Debtors also attempt to exempt $1780 of the refund as provided by KRS §
427.160. The court disagrees with both
approaches.
Debtors rely on a 2004 decision of
the Nebraska Bankruptcy Court, In re Schwartz¸ 314 B.R. 433
(Bkrtcy.D.Neb.2004) and while the court finds the discussion in Schwarz
informative Schwarz is not binding on this court. This court is bound by decisions of
the Sixth Circuit Bankruptcy Appellate Panel (BAP). The BAP in Booth v. Vaughan, In re Booth, 260 B.R. 281
held that the debtor’s contingent interest in a profit-sharing payment was
property of the estate because the payment was “sufficiently rooted in his
pre-petition employment” even though the interest was unenforceable on the
petition date.
In
the matter at hand, the Griffins had two factors controlling whether or not
they would receive the CTC. First, the
debtors must wait until the end of the tax year before filing a tax return and
second, the debtors must actually file the return. The likelihood of both occurring was exceeding high and in fact
both contingencies were realized soon after the petition was filed. Relying on the analysis in Booth and
that of the Supreme Court in Segal v.

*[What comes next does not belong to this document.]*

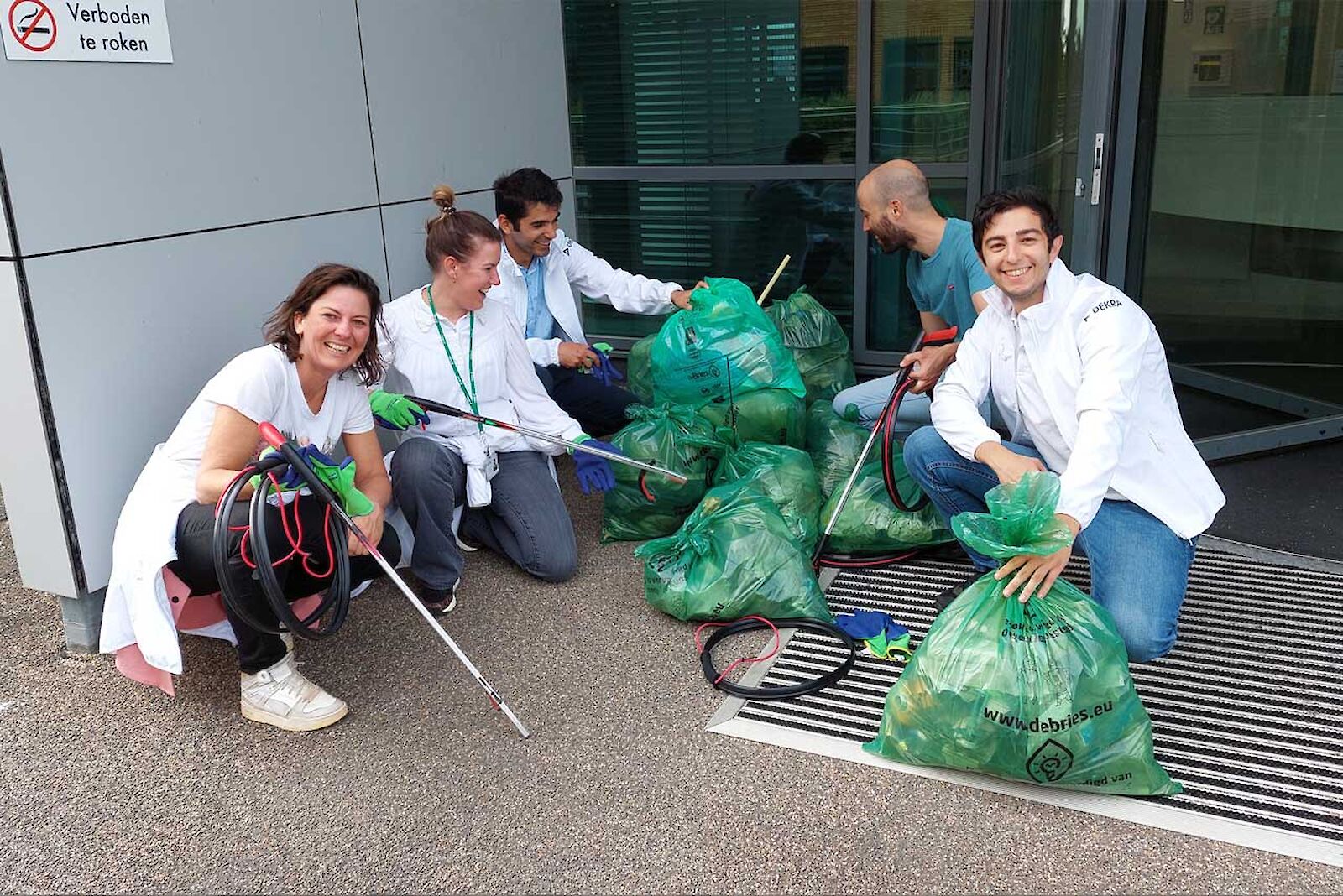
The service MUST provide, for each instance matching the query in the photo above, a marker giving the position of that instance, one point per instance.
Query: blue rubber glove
(604, 371)
(593, 471)
(292, 477)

Rochelle, 382 U.S. 375, 379, this
court finds the Child Tax Credit is “sufficiently rooted” in debtor’s
pre-petition earnings to be considered property of the estate despite the
contingent nature of the credit on the date the petition was filed.
Having found the Child Tax Credit is
indeed property of the bankruptcy estate, the court must now determine how much
of the refund can be exempted and retained by the debtors.
The
court limits debtors’ exemption pursuant to KRS § 427.160 to $1000 instead of
the $1780 as scheduled. Debtor husband,
as the wage-earning spouse, may use the maximum allowed by KRS § 427.160 toward
an exemption of the tax refund. Courts
in this circuit have consistently held “the non wage earning spouse has no
property interest in, and therefore is entitled to no exemption in the proceeds
of the tax refund.” See In re Taylor,
22 B.R. 888, 889, (Bkrtcy.N.D.Ohio1982).
The tax refund is a return of prior withholdings and debtor wife lacks
paid employment and associated withholdings and as such she cannot have a
return of withholdings in the form of a tax refund.

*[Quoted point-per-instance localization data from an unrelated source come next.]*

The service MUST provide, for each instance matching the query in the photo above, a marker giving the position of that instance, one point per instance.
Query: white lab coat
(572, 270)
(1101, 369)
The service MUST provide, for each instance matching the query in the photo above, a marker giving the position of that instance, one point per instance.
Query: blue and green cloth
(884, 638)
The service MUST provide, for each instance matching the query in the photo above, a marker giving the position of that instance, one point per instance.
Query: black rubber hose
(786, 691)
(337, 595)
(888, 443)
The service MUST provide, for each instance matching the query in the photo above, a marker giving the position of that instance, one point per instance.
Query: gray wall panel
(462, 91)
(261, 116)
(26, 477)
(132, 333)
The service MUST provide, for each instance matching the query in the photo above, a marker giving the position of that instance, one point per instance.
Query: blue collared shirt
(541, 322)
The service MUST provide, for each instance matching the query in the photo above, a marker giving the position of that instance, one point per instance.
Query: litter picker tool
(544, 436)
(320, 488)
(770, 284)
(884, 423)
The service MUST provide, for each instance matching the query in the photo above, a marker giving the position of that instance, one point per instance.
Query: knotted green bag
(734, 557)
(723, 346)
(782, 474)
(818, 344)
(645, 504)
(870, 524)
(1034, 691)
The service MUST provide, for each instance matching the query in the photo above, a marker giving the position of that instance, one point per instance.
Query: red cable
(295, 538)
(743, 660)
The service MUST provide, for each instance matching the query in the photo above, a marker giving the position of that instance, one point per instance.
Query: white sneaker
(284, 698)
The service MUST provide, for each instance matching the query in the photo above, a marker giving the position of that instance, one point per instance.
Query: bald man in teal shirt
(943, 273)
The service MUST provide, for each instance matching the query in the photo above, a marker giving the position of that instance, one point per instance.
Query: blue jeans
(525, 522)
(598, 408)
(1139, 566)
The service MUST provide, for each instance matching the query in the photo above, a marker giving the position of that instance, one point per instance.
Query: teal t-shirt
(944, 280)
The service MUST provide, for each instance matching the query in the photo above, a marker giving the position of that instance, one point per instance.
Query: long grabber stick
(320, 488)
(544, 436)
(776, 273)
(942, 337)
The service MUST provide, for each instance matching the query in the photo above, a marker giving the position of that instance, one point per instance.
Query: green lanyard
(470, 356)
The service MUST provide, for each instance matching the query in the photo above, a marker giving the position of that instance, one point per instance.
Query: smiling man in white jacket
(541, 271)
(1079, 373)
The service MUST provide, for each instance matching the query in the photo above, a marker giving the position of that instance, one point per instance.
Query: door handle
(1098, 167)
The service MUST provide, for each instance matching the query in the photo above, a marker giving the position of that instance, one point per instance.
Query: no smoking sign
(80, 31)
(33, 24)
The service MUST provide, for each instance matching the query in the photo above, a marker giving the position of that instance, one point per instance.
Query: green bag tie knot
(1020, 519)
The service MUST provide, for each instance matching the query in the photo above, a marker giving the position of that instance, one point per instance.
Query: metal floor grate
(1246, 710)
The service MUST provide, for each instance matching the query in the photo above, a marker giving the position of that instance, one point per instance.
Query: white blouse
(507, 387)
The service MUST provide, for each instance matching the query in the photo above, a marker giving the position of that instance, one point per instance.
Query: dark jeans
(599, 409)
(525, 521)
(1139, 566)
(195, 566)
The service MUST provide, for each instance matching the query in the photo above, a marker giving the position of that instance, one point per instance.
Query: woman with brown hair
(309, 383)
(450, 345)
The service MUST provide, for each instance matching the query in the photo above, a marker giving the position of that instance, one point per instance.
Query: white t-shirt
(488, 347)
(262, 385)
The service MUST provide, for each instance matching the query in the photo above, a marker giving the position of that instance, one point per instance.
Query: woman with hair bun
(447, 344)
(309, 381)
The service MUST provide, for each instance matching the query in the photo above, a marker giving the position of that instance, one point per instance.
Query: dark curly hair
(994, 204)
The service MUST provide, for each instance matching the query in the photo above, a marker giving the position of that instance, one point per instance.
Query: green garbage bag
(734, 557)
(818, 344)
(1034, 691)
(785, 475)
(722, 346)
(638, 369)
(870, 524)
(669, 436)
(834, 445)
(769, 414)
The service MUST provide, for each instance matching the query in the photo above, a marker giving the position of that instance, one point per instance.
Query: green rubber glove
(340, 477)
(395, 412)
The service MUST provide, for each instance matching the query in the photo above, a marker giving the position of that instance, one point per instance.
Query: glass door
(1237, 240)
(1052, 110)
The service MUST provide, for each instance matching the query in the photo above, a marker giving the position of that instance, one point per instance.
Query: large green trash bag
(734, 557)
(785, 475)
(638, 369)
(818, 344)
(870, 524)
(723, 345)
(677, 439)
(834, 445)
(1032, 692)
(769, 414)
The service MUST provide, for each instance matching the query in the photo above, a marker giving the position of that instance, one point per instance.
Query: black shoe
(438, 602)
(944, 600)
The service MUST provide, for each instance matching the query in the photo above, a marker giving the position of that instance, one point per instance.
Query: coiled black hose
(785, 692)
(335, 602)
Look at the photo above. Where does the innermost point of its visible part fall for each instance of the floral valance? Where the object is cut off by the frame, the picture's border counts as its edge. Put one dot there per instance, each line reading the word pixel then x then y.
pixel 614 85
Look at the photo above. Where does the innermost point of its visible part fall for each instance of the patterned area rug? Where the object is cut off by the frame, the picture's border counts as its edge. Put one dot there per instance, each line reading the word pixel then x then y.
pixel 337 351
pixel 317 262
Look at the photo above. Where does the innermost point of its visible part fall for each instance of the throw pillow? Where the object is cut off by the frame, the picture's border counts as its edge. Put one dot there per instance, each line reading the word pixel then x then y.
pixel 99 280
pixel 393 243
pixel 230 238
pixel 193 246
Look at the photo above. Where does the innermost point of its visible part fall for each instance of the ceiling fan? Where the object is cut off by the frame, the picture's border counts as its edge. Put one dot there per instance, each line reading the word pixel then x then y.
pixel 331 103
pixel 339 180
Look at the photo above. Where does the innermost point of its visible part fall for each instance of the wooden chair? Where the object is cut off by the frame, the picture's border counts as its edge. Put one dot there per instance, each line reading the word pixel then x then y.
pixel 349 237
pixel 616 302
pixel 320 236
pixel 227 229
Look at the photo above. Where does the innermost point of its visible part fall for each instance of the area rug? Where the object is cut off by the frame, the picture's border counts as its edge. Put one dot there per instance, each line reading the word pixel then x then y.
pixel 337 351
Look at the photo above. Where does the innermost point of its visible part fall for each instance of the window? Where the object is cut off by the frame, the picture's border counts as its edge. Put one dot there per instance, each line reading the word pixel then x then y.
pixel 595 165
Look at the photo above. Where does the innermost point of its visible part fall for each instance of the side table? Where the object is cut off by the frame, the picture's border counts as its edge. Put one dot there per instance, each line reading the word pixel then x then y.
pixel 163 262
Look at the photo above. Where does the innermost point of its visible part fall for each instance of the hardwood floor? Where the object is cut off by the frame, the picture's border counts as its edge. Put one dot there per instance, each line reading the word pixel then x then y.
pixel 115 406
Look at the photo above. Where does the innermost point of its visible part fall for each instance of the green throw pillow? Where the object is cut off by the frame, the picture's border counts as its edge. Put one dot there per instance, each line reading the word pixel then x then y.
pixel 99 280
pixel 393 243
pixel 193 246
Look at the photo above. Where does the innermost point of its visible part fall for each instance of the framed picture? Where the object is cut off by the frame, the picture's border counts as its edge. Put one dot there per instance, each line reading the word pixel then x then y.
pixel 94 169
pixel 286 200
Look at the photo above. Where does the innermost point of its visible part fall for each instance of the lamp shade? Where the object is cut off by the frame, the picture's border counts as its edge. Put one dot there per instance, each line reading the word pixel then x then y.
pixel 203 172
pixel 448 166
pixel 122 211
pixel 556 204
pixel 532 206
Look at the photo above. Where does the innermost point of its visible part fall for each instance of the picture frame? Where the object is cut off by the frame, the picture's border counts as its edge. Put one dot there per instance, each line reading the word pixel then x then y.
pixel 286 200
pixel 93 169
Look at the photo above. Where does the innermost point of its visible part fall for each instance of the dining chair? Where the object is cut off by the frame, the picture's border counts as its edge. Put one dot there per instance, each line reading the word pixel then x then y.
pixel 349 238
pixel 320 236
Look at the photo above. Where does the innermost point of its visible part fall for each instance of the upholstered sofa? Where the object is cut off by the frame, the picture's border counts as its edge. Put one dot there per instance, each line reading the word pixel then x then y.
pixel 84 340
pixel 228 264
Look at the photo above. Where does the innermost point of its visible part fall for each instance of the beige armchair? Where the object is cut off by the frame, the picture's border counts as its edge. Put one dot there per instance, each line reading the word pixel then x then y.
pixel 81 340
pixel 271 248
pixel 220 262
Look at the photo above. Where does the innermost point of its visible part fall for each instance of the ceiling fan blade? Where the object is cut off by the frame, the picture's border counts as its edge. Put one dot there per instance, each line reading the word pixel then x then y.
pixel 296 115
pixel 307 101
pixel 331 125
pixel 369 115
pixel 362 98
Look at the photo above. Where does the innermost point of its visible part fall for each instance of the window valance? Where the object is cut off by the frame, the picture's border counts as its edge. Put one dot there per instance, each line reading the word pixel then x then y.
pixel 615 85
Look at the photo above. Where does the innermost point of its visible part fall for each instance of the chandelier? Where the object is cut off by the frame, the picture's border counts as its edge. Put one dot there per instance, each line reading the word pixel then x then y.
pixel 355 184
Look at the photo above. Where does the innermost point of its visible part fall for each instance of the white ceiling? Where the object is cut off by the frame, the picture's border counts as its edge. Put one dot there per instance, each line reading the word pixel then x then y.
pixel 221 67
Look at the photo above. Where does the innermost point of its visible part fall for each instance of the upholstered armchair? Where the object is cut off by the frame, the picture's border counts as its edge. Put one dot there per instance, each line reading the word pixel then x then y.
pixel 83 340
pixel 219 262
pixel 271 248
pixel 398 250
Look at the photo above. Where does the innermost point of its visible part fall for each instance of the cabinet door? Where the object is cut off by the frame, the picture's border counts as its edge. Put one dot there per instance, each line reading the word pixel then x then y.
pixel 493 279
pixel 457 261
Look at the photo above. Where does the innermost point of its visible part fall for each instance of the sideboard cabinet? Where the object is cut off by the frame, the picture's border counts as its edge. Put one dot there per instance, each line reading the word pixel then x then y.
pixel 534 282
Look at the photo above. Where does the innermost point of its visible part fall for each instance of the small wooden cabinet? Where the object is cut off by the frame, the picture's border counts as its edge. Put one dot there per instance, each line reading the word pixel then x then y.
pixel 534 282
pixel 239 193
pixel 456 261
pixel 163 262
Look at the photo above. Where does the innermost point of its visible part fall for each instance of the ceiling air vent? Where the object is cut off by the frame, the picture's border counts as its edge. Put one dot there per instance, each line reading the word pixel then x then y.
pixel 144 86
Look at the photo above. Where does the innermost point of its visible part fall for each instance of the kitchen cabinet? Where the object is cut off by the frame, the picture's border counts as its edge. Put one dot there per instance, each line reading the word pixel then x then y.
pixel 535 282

In addition to the $1000, debtors
may exempt the portion of the refund attributable to the Earned Income Credit
or $849 as a form of public assistance pursuant to
KRS
205.220(3). That brings the exempt portion of debtors’

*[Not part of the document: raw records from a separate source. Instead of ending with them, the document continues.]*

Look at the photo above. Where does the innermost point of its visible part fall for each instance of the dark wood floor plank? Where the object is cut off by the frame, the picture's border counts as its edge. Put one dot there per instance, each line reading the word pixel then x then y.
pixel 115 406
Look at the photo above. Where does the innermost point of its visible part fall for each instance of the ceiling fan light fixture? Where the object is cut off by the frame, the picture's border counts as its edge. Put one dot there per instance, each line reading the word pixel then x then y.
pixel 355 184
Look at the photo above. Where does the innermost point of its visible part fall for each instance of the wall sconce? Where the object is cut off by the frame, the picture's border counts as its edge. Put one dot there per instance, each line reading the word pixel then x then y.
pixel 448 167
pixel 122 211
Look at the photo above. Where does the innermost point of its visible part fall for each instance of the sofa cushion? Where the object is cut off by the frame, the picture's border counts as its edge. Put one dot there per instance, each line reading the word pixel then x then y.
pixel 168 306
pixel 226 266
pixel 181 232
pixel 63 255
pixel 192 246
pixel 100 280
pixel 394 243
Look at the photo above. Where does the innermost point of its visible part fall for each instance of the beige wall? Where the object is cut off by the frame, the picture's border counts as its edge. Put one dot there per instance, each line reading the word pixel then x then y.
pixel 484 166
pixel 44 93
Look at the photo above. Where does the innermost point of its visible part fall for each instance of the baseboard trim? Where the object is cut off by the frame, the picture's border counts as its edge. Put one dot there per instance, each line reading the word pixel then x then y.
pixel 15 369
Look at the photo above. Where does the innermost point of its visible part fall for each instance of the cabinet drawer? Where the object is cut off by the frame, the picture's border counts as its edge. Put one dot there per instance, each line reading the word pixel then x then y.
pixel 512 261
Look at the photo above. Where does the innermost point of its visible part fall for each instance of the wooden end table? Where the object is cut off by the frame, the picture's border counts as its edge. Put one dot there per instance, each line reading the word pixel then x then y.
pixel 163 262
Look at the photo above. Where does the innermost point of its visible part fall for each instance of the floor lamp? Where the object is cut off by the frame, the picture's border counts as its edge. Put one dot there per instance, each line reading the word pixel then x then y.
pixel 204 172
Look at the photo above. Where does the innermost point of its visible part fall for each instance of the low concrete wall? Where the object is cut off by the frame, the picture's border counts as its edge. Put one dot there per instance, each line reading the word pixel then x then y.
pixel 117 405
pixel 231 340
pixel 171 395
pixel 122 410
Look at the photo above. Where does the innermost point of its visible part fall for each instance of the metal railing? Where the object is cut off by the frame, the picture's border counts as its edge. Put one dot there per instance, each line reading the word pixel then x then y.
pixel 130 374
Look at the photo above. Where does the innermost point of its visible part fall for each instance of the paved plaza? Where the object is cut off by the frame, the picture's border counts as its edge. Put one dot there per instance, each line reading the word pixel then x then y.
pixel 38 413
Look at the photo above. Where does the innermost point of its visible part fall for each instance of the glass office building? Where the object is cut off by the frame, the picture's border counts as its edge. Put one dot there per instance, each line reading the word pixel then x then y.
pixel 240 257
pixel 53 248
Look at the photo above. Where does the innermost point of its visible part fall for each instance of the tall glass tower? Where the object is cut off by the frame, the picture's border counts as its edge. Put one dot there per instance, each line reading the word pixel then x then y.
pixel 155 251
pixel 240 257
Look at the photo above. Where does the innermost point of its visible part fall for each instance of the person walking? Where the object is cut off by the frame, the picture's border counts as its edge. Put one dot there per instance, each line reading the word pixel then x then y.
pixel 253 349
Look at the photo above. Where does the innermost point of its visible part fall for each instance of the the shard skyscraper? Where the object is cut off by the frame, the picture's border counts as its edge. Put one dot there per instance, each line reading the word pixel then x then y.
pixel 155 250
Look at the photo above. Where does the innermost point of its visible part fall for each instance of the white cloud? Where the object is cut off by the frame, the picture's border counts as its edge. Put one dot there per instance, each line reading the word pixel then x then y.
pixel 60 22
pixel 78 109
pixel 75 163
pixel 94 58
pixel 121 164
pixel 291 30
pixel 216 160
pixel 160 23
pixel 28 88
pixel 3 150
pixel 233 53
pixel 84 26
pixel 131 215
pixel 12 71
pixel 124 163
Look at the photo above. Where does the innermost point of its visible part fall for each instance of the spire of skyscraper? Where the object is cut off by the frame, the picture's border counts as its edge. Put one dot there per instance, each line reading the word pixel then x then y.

tax refund to $1849, leaving the remaining $1972 as nonexempt and a potential
asset of the estate.
The final calculation the court must
make involves prorating the nonexempt portion of the refund into the portion
attributable to wages earned pre-petition and the portion attributable to wages
earned post-petition. Because the wages
earned post-petition are after acquired, the portion of the refund associated
with these wages is also considered after acquired and a non-asset of the
estate. See In re Thomas,
14 B.R. 759 (Bkrtcy.E.D.Mich.1981); In re Dussing, 205 B.R. 332
(Bkrtcy.M.D.Fla.1996). Debtors’
petition was filed on December 8, 2004, twenty-four days before the end of the
year. The court determines a proration
factor by dividing the 24 post-petition days by 365, the total number of days
in a year.[2] When the nonexempt portion of the tax
refund, potentially $1972, is multiplied by the proration factor of 0.0658, the
portion of the refund attributable to after acquired earnings is $129.76. The remaining portion of the refund or
$1842.24 is an asset of the estate being attributable to income produced
pre-petition.
Based
on the foregoing, debtors’ are entitled to retain $1978.76 of the 2004 income
tax refund. Debtors shall turn
over $1842.24 to the trustee as a
nonexempt asset of the bankruptcy estate within 10 days of the date of this
order.
It is so ordered.
Copies to:
Debtors
Ross E. Murray, Esq.
Maxie E. Higgason, Jr., Trustee
[1] Title 26 – Internal Revenue Code, Chapter 1 – Normal Taxes and Surtaxes, Subchapter A – Determination of Tax Liability, Part IV – Credits Against Tax, Subpart A – Nonrefundable Personal Credits
[2]
The court is aware 2004 was a leap year
containing 366 days but uses 365 days for consistent results in the formula.